You may not feel the need to. Even the base 'Progressive' version is reasonably well equipped. Standard equipment includes TEMPMATIC air conditioning, an 8-way-adjustable heated 'Comfort'-spec driver's seat, heated powered mirrors, heat insulating glass and a 'SPEEDTRONIC' variable speed limiter with cruise control. Infotainment is taken care of by a 7.0-inch 'Audio 30' central infotainment screen, complete with a DAB tuner, Bluetooth and 'Apple CarPlay' / 'Android Auto' smartphone-mirroring, plus a useful feature that direct rivals will make you pay more for - a rear view camera. As usual in this class, a three-person front bench comes as standard, but you can replace that layout with two individual seats if you really want to. For the load Bay, there's twin sliding side doors, a tough TPO plastic non-slip floor and a proper full-sized spare wheel to go with the 17-inch steel rims.

Upgrading to the 'Premium'-spec model gets you 17-inch light alloy wheels, painted bumpers, metallic paint, a chrome grille, adaptive brake lights, front and rear parking sensors, power-folding mirrors and front fog lights. Inside with 'Premium'-spec, you get a leather steering wheel and four-way lumbar support for the driver's seat.

Whatever eVito you choose, you'll find a decent portfolio safety features. Unlike some rivals, Mercedes doesn't make you pay extra for a passenger airbag. And there's an 'Active Brake Assist' autonomous braking system with pedestrian detection. 'Attention Assist', an auto-dipping 'Headlight Assistant', Tyre pressure monitoring, an ESP stability system, Hill start assist and an Adaptive speed limitation function also make the team sheet. As does an emergency call system which alerts the rescue services to your location in the event of an accident.

Practicalities and Costs

The all-electric eVito gets a 3.2-tonne Gross Vehicle Weight as standard and delivers a payload capacity of up to 807kg (including a 75kg driver). It comes in two forms; an L2 variant which gets 6.0m3 of load volume and 2,831mm of length. Or an extra long L3 version, which gives you a spacious 6.6m3 and 3,061mm of loadbay length.

This eVito model's 162 mile range reading is a combined figure. It would rise in urban use, but fall on the motorway. All these eVito mileage stats are based on use of the eVito's balanced drive mode 'E'. There's also a range extending 'E+' drive mode, which is supposed to help facilitate a longer range when combined with an anticipatory driving style. To achieve the quoted results, you'll also need to make proactive use of the various provided brake regeneration modes, principally the two most severe ones 'D' and 'D-'. From a charging point, to replenish the 65kWh battery. Mercedes quotes an 80% recharging time of 35 minutes at a rapid charging point; it's six and a half hours using an 11kW wallbox; or 20 hours from a domestic plug.

You'll also want to know that there's an unlimited mileage three year warranty with 12 years of anti-perforation cover. The electric drive battery pack gets its own warranty, which lasts for 8 years or 99,500 miles. This guarantees that the battery will still have around 70% capacity by the end of this period. Plus you get the unique Mercedes-Benz MobiloVan UK package with offers 24hour roadside assistance cover for up to 30 years, providing you get your vehicle regularly serviced at one of Mercedes' franchised dealers.
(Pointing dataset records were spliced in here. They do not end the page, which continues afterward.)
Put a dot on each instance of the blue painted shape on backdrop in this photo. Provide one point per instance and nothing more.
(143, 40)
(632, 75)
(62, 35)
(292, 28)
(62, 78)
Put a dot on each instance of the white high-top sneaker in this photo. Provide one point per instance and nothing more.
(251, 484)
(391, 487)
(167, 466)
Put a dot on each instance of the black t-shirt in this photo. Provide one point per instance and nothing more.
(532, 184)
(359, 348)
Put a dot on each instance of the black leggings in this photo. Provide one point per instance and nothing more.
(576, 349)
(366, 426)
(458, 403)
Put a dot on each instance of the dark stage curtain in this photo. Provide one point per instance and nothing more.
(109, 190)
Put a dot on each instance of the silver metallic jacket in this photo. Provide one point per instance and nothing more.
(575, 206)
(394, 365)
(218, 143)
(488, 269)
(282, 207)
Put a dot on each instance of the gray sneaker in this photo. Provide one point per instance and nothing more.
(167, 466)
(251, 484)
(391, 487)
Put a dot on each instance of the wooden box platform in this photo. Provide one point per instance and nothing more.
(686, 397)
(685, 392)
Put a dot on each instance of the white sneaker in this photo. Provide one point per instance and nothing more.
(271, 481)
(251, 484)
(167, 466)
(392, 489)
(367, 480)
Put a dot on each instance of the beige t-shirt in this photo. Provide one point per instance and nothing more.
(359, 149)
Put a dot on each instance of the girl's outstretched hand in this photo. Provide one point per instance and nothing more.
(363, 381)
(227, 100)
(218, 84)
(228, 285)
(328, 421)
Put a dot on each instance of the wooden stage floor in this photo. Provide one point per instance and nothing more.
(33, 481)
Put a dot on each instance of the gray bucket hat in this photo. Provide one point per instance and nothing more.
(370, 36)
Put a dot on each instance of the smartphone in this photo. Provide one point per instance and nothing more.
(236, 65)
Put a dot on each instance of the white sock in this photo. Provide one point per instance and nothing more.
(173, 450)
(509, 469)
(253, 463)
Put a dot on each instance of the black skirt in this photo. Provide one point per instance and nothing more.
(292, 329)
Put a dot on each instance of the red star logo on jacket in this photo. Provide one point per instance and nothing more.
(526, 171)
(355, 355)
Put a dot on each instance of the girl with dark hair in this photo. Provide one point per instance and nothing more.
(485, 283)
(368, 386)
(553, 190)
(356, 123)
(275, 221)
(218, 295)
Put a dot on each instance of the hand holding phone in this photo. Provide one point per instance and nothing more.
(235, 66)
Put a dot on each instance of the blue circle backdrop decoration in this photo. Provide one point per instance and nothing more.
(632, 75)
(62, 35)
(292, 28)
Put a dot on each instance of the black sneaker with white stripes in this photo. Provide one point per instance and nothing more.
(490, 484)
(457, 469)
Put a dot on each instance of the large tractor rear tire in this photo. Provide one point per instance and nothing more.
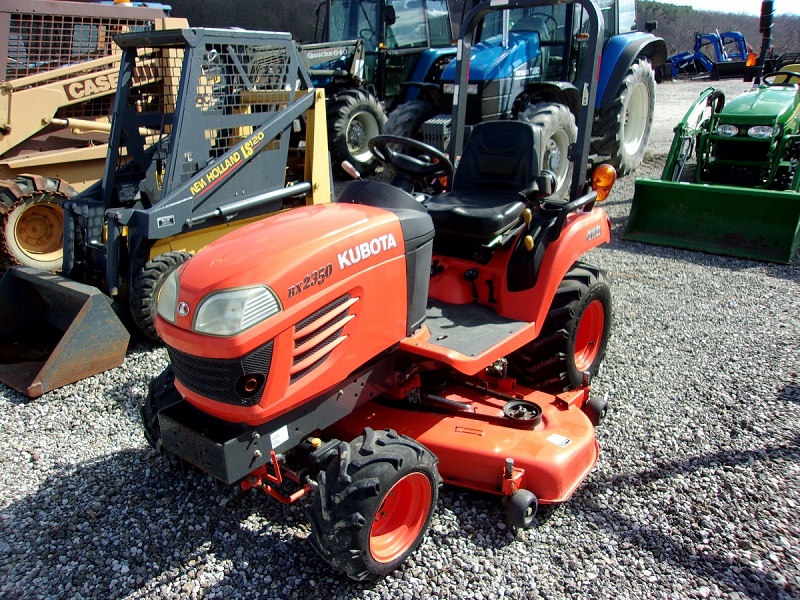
(354, 117)
(33, 225)
(145, 289)
(574, 335)
(557, 124)
(375, 504)
(623, 129)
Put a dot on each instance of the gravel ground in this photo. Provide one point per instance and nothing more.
(692, 497)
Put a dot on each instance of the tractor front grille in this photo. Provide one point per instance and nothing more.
(219, 379)
(305, 359)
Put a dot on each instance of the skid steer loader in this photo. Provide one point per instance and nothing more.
(731, 182)
(58, 75)
(199, 146)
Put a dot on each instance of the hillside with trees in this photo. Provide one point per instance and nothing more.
(676, 24)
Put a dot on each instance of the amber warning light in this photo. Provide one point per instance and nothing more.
(603, 179)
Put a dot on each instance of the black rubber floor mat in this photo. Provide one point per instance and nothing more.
(467, 328)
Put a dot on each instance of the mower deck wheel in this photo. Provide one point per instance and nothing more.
(375, 503)
(521, 509)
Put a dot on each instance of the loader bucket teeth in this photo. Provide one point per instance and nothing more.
(54, 331)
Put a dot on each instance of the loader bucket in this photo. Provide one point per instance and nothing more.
(54, 331)
(743, 222)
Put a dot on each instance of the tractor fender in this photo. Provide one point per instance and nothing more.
(618, 56)
(427, 73)
(582, 232)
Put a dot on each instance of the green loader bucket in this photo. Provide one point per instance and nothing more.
(54, 331)
(742, 222)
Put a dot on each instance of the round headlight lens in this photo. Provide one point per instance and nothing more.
(167, 300)
(760, 131)
(230, 312)
(727, 130)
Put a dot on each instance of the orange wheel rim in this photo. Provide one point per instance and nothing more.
(38, 232)
(589, 335)
(400, 518)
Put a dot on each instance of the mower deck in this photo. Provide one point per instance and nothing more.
(551, 454)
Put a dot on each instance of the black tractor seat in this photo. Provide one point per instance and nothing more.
(491, 185)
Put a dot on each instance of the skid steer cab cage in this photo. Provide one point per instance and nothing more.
(202, 140)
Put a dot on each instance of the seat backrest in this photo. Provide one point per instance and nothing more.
(499, 155)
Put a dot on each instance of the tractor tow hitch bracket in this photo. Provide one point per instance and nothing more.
(257, 478)
(512, 478)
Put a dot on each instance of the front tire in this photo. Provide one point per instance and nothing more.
(623, 129)
(161, 393)
(146, 287)
(354, 118)
(375, 504)
(574, 336)
(558, 130)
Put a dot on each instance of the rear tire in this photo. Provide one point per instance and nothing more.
(557, 124)
(375, 504)
(623, 129)
(574, 335)
(407, 119)
(145, 289)
(354, 117)
(33, 228)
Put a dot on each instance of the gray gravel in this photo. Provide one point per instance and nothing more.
(695, 494)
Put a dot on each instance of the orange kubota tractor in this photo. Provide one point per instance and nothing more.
(58, 74)
(371, 348)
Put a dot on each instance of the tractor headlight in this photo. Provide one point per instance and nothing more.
(167, 299)
(760, 131)
(231, 312)
(727, 130)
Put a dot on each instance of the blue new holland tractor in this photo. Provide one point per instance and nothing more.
(524, 65)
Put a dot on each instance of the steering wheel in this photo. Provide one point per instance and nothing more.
(429, 162)
(789, 75)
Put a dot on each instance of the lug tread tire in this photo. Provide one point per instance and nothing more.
(350, 493)
(547, 363)
(161, 393)
(607, 129)
(341, 110)
(551, 118)
(145, 288)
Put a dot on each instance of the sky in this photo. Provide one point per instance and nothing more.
(752, 7)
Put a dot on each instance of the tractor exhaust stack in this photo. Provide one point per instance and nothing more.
(54, 331)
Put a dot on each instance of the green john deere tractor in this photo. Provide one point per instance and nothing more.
(731, 183)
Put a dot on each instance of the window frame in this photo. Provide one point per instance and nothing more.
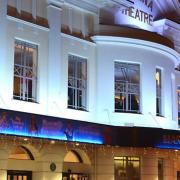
(159, 99)
(77, 86)
(28, 85)
(127, 161)
(127, 89)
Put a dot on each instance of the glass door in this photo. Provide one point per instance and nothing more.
(19, 175)
(74, 176)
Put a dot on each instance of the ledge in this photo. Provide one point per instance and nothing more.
(122, 31)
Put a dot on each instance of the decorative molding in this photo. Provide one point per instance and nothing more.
(174, 55)
(83, 5)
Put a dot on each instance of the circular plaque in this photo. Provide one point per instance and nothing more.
(52, 166)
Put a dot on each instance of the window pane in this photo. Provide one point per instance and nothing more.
(127, 168)
(127, 87)
(77, 82)
(178, 93)
(160, 169)
(158, 93)
(25, 73)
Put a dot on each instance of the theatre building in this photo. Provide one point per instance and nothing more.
(89, 90)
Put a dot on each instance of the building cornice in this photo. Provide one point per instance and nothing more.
(139, 43)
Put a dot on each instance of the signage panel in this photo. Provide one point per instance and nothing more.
(40, 126)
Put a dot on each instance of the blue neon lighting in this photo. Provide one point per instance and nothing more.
(24, 124)
(168, 146)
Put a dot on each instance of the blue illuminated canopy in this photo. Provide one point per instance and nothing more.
(40, 126)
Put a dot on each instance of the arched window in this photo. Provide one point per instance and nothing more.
(73, 156)
(21, 152)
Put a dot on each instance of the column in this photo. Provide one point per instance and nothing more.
(3, 51)
(54, 59)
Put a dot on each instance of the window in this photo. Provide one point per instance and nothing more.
(160, 169)
(127, 87)
(158, 93)
(127, 168)
(178, 93)
(77, 82)
(25, 71)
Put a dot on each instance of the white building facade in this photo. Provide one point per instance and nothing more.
(112, 65)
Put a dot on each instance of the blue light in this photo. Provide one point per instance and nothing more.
(168, 146)
(62, 138)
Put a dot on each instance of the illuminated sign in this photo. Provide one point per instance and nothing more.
(26, 124)
(140, 14)
(40, 126)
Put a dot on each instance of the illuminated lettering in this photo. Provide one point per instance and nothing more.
(139, 14)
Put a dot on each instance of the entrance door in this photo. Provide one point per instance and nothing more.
(74, 176)
(19, 175)
(178, 175)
In many ways, we like the eVito; it's well made, the media and safety systems are impressive and the carriage capacities remain pretty unaffected by the battery installation. It's hard to ignore that still relatively restricted 162 mile driving range though. If all your business does is low mileage urban deliveries, that may not matter - which is certainly what Mercedes is gambling on with this variant.

Given that the brand already has the battery technology to do much better though, you can expect to see things change quite quickly and if we were choosing, we'd probably hold off until that happens. Those who do take the plunge though may find lots here to like.